BTW GENTLE also has "such that", I guess we want that to be ADJ SCONJ? Currently they're annotated as mark sisters, since there is no fixed "such that" on the fixed list.

nschneid commented 8 months ago

Hmm, EWT just has 'are such that' which is not quite the same. When it acts as mark, I would probably include "such that" on the fixed list if "such as" is there. I don't think it makes sense to say that "such" can independently be mark.

nschneid commented 8 months ago

"so that" is also on the fixed list BTW. Cf. #400

amir-zeldes commented 8 months ago

Yeah, factually that all makes sense to me, I'm just very cautious about deviations from the list. So you want to canonize "such that" which only appears in GENTLE as fixed? In fairness, it does appear 7 times in two documents there (mathematical proofs)

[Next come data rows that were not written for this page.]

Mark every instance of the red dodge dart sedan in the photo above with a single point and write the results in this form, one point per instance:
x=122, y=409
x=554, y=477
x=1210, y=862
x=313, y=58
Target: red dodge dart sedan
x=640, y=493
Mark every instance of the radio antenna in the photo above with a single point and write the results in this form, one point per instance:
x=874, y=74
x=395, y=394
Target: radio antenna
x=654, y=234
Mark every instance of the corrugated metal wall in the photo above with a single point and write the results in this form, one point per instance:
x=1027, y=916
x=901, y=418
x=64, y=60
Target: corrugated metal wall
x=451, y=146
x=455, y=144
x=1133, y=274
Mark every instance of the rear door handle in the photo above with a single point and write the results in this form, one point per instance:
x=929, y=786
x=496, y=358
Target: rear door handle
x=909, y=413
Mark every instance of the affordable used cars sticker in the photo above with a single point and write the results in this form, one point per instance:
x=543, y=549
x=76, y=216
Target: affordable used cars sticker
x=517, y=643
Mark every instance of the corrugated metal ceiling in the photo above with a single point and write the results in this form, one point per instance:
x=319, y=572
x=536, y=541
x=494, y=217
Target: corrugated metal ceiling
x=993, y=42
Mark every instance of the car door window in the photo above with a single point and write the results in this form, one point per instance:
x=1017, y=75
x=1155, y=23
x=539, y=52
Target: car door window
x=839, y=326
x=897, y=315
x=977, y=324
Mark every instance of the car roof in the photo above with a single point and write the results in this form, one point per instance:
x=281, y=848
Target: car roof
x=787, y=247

nschneid commented 8 months ago

Yeah. There are even a few fixed expressions in EWT that never got added to the list for some reason. At some point we should discuss those too.

nschneid commented 8 months ago

(Implementation: UniversalDependencies/UD_English-GENTLE@2103015 UniversalDependencies/docs@b696742 )

amir-zeldes commented 8 months ago

OK, I changed GENTLE trees to match that, and added it to the fixed list in the UD guidelines and GUM wiki. I feel a bit bad for parsers testing on GENTLE, which is meant to be an OOD test set, since we just introduced a fixed expression that is totally absent from GUM/EWT, meaning it would be unreasonable to expect it to be predicted correctly... But such is life I suppose!

amir-zeldes commented 8 months ago

Thanks for adding the commits hashes - I think this is good to close!